La comunidad internacional se ha fijado el objetivo de mantener el calentamiento global por debajo del umbral de 1,5 °C para finales de siglo. Pero aún no está del todo claro el camino que debe conducir a esta meta original. El escenario más probable hasta la fecha parece ser un supuesto de un gasto excesivo de 1,5 °C seguido de «odio» a través de una fase de «emisiones negativas netas», es decir, una reducción de los gases de efecto invernadero en la atmósfera. Pero muchos académicos dicen que esta es una apuesta bastante audaz.
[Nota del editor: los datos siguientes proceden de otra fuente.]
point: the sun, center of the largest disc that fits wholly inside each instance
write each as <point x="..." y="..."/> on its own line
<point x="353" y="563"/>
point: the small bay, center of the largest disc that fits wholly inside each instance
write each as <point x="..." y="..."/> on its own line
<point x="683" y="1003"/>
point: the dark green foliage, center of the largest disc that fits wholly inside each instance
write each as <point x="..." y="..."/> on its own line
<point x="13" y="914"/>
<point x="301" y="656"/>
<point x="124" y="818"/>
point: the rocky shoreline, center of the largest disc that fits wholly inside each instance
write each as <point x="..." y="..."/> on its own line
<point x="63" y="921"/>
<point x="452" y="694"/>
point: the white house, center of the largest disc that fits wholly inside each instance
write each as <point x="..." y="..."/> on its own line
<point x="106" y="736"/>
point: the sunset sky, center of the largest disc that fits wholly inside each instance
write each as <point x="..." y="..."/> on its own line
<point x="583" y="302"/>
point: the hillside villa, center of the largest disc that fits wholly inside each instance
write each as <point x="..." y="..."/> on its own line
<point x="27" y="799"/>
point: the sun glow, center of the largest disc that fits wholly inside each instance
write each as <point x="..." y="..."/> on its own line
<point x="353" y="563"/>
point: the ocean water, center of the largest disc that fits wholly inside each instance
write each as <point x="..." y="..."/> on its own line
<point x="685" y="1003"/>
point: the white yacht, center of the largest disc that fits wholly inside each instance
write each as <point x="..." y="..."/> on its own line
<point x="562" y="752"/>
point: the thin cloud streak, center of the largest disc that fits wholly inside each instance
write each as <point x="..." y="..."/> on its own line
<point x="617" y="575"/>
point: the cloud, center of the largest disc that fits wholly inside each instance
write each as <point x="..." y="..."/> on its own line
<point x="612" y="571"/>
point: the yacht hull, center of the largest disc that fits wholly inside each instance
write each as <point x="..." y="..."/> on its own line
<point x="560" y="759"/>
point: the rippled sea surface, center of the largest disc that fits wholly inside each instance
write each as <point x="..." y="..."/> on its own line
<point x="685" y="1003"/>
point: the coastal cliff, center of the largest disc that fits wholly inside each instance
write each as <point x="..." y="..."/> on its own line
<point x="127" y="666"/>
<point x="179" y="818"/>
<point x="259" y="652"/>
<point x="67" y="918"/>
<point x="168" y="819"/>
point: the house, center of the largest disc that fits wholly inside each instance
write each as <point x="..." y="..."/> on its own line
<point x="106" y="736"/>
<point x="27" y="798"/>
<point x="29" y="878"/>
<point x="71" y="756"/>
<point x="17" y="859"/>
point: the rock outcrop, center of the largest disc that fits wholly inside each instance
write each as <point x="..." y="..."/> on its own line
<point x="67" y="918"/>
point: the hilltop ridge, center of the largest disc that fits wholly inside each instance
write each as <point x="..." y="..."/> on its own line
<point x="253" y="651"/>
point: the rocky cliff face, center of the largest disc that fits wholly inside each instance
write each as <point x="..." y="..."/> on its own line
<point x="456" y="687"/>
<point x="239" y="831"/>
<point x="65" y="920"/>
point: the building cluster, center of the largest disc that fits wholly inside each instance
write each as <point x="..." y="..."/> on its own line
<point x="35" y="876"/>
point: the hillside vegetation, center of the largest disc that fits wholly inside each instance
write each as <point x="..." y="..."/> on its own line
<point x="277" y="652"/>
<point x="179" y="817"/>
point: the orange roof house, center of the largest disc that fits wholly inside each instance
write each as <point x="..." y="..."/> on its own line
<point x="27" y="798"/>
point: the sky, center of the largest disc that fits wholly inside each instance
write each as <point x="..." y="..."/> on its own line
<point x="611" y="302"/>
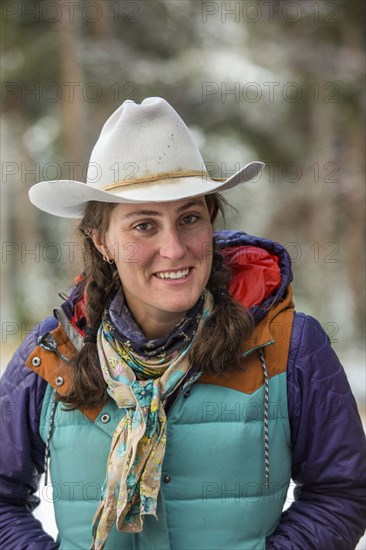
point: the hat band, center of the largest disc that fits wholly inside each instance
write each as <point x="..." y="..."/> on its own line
<point x="163" y="176"/>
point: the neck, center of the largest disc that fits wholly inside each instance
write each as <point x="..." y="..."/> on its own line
<point x="154" y="328"/>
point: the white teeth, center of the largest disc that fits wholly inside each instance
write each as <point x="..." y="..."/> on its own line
<point x="173" y="275"/>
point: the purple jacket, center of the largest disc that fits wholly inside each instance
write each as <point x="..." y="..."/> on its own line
<point x="329" y="446"/>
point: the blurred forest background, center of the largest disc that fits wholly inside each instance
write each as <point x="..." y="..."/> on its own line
<point x="279" y="81"/>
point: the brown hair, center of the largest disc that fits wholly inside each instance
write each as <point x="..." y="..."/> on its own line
<point x="216" y="349"/>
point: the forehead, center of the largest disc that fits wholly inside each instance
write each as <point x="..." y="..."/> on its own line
<point x="124" y="210"/>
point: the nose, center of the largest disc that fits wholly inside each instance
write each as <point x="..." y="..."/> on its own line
<point x="172" y="245"/>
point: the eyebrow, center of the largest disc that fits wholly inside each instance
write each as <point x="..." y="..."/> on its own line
<point x="155" y="213"/>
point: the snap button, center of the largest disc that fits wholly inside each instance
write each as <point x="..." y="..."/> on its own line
<point x="59" y="381"/>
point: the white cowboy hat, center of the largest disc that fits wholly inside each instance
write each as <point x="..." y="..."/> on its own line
<point x="145" y="153"/>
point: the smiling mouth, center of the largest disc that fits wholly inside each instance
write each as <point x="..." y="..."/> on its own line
<point x="181" y="274"/>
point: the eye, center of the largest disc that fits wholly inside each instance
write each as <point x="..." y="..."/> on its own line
<point x="191" y="218"/>
<point x="145" y="226"/>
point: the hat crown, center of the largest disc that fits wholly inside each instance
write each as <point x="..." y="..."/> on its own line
<point x="146" y="141"/>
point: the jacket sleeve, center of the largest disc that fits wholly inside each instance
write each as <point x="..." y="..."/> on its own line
<point x="328" y="449"/>
<point x="22" y="454"/>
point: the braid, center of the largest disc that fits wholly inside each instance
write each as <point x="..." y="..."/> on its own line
<point x="219" y="346"/>
<point x="99" y="284"/>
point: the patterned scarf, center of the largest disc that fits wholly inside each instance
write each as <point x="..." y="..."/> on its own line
<point x="140" y="385"/>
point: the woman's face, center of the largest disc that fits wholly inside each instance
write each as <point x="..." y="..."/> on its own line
<point x="163" y="254"/>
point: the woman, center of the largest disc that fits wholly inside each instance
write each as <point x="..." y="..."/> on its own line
<point x="175" y="392"/>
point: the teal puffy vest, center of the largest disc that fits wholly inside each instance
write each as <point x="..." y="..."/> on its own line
<point x="212" y="490"/>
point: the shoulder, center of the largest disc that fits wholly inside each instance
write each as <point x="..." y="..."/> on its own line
<point x="311" y="354"/>
<point x="317" y="385"/>
<point x="17" y="375"/>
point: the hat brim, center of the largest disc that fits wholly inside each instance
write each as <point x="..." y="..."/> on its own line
<point x="68" y="198"/>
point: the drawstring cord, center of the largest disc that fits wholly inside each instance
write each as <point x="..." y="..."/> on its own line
<point x="266" y="418"/>
<point x="48" y="442"/>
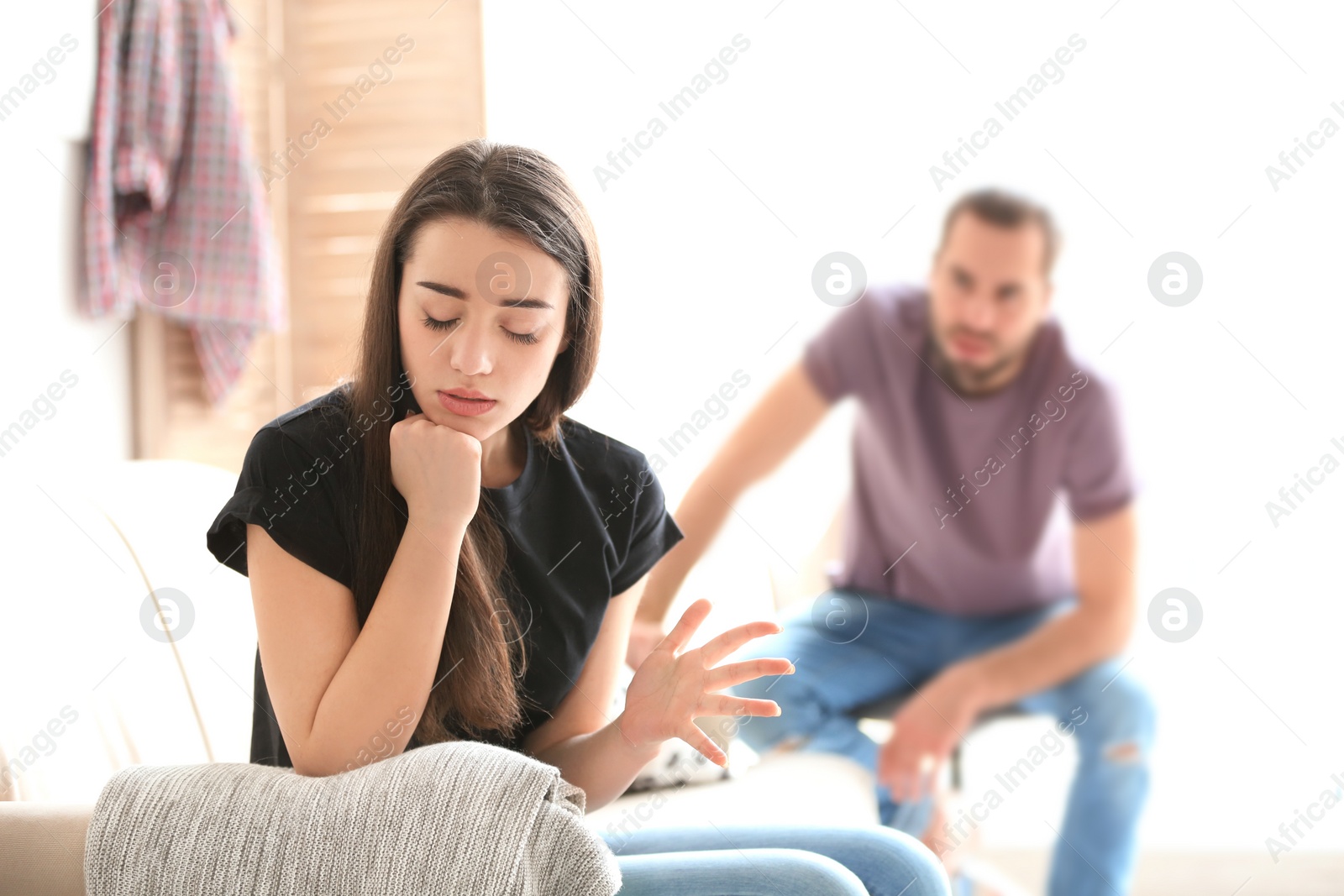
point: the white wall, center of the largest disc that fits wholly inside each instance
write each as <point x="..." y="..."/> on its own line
<point x="44" y="174"/>
<point x="1155" y="140"/>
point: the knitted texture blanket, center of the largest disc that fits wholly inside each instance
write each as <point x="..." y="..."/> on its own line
<point x="454" y="817"/>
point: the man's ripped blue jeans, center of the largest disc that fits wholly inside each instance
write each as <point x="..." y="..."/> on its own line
<point x="893" y="647"/>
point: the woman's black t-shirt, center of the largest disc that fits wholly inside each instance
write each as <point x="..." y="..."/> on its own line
<point x="581" y="528"/>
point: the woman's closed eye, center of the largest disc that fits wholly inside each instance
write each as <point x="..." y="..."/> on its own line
<point x="526" y="338"/>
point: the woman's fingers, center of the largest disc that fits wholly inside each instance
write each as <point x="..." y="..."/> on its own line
<point x="722" y="705"/>
<point x="701" y="741"/>
<point x="685" y="626"/>
<point x="725" y="644"/>
<point x="736" y="673"/>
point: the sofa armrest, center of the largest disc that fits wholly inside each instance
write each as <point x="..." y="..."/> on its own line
<point x="42" y="848"/>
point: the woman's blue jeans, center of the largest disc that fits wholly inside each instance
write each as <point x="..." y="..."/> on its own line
<point x="853" y="647"/>
<point x="722" y="860"/>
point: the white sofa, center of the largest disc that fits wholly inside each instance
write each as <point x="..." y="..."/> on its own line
<point x="92" y="689"/>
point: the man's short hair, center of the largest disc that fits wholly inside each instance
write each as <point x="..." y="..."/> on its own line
<point x="1005" y="210"/>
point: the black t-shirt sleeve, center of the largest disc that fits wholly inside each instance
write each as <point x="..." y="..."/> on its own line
<point x="295" y="493"/>
<point x="652" y="532"/>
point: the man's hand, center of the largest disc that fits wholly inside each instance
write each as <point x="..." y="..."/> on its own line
<point x="644" y="637"/>
<point x="927" y="726"/>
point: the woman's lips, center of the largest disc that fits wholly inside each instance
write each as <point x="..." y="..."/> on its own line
<point x="465" y="406"/>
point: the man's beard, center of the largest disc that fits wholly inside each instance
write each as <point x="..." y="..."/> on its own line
<point x="967" y="378"/>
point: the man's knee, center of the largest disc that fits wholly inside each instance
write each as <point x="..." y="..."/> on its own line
<point x="1120" y="721"/>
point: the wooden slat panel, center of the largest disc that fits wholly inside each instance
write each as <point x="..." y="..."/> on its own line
<point x="342" y="190"/>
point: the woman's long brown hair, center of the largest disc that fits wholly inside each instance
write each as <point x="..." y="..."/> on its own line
<point x="517" y="192"/>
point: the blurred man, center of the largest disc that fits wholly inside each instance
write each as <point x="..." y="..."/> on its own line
<point x="974" y="422"/>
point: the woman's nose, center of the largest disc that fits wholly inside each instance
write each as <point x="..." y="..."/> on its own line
<point x="468" y="351"/>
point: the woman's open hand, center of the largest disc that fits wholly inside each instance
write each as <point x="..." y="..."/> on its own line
<point x="671" y="689"/>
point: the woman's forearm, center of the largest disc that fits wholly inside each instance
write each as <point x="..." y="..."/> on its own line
<point x="602" y="763"/>
<point x="375" y="699"/>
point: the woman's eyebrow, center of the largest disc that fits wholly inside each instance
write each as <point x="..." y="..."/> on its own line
<point x="457" y="293"/>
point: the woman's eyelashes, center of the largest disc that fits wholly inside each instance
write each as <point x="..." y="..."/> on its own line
<point x="524" y="338"/>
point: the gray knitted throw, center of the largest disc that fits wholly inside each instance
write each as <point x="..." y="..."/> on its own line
<point x="454" y="817"/>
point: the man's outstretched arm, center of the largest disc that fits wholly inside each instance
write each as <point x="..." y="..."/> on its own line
<point x="1095" y="629"/>
<point x="770" y="432"/>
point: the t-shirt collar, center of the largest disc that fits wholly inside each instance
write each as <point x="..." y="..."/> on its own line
<point x="512" y="493"/>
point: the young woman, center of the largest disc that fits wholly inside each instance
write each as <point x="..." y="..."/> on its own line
<point x="438" y="553"/>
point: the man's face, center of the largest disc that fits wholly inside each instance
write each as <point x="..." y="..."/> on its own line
<point x="987" y="297"/>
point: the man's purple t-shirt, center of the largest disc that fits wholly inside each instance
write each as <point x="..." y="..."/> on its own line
<point x="958" y="488"/>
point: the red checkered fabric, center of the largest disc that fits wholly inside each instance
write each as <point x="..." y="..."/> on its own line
<point x="175" y="217"/>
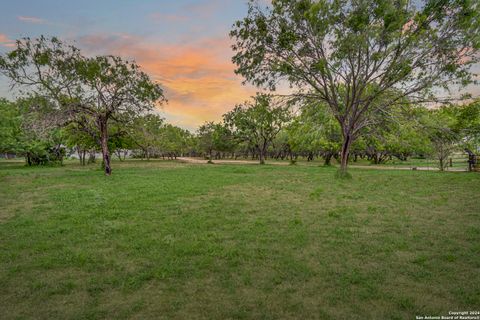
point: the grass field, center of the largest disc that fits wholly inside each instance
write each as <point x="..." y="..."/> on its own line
<point x="163" y="240"/>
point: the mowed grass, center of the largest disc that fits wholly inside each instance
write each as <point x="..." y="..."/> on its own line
<point x="165" y="240"/>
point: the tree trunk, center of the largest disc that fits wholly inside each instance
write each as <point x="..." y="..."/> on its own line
<point x="262" y="157"/>
<point x="104" y="144"/>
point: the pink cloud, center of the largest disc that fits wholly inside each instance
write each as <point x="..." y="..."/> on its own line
<point x="6" y="41"/>
<point x="198" y="77"/>
<point x="34" y="20"/>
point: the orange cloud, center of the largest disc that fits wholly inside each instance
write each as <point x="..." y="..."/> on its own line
<point x="5" y="41"/>
<point x="198" y="77"/>
<point x="31" y="19"/>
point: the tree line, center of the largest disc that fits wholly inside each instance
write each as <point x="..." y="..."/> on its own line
<point x="360" y="75"/>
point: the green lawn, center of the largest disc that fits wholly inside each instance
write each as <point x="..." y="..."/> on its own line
<point x="162" y="240"/>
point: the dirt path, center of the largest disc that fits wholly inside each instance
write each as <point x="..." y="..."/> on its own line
<point x="199" y="161"/>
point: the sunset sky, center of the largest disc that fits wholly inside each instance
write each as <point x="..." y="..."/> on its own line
<point x="183" y="44"/>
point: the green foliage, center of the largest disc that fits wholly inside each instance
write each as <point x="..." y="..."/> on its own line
<point x="214" y="241"/>
<point x="88" y="91"/>
<point x="358" y="57"/>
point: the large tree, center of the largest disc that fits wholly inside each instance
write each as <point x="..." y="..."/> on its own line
<point x="258" y="123"/>
<point x="83" y="89"/>
<point x="359" y="57"/>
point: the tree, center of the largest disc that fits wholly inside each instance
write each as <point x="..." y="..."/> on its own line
<point x="83" y="89"/>
<point x="145" y="133"/>
<point x="258" y="123"/>
<point x="359" y="57"/>
<point x="10" y="127"/>
<point x="439" y="125"/>
<point x="205" y="139"/>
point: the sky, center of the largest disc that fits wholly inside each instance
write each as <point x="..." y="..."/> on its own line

Porque los costos y las tecnologías para eliminar los gases de efecto invernadero aún se encuentran en las primeras etapas de planificación, y porque esa ventana de tiempo podría tener consecuencias irreversibles más allá del límite del sobrecalentamiento para el medio ambiente y, en consecuencia, para la economía global.

El Instituto Internacional de Análisis de Sistemas Aplicados (IIASA) abordó este tema en un estudio publicado recientemente por la prestigiosa revista Nature. La institución austriaca, en el trabajo liderado por Keywan Riahi, recopiló los datos elaborados por los principales modelos disponibles. La conclusión es que existen beneficios tanto ambientales como económicos al adoptar una política para reducir las emisiones sin exceder el límite de 1,5 ° centígrados. El precio es una gran inversión de más recursos financieros a corto plazo, si queremos llamarlo así.

Las simulaciones realizadas por el IIASA muestran que un mayor crecimiento de 2 puntos porcentuales podría beneficiarse de un mayor crecimiento de 2 puntos porcentuales debido a un mayor crecimiento de 2 puntos porcentuales debido al llamado PIB mundial, es decir, la meta de sobrecalentamiento. objetivo de sobrecalentamiento. Para lograr este resultado, explica la investigación, se necesita una excelente acción en la reducción de emisiones a corto plazo. Un esfuerzo que reducirá las tasas de crecimiento en unos pocos puntos porcentuales en el corto plazo, esfuerzo que podría verse muy compensado en el largo plazo.

Según Daniel Huppmann, uno de los otros autores de la investigación de IIASA, es fundamental evitar el riesgo de sobrecarga para intervenir de manera rápida e inteligente en el sector del transporte. Cuanto más sostenible se vuelva la movilidad, menos será necesario recurrir a prácticas de emisiones netas negativas.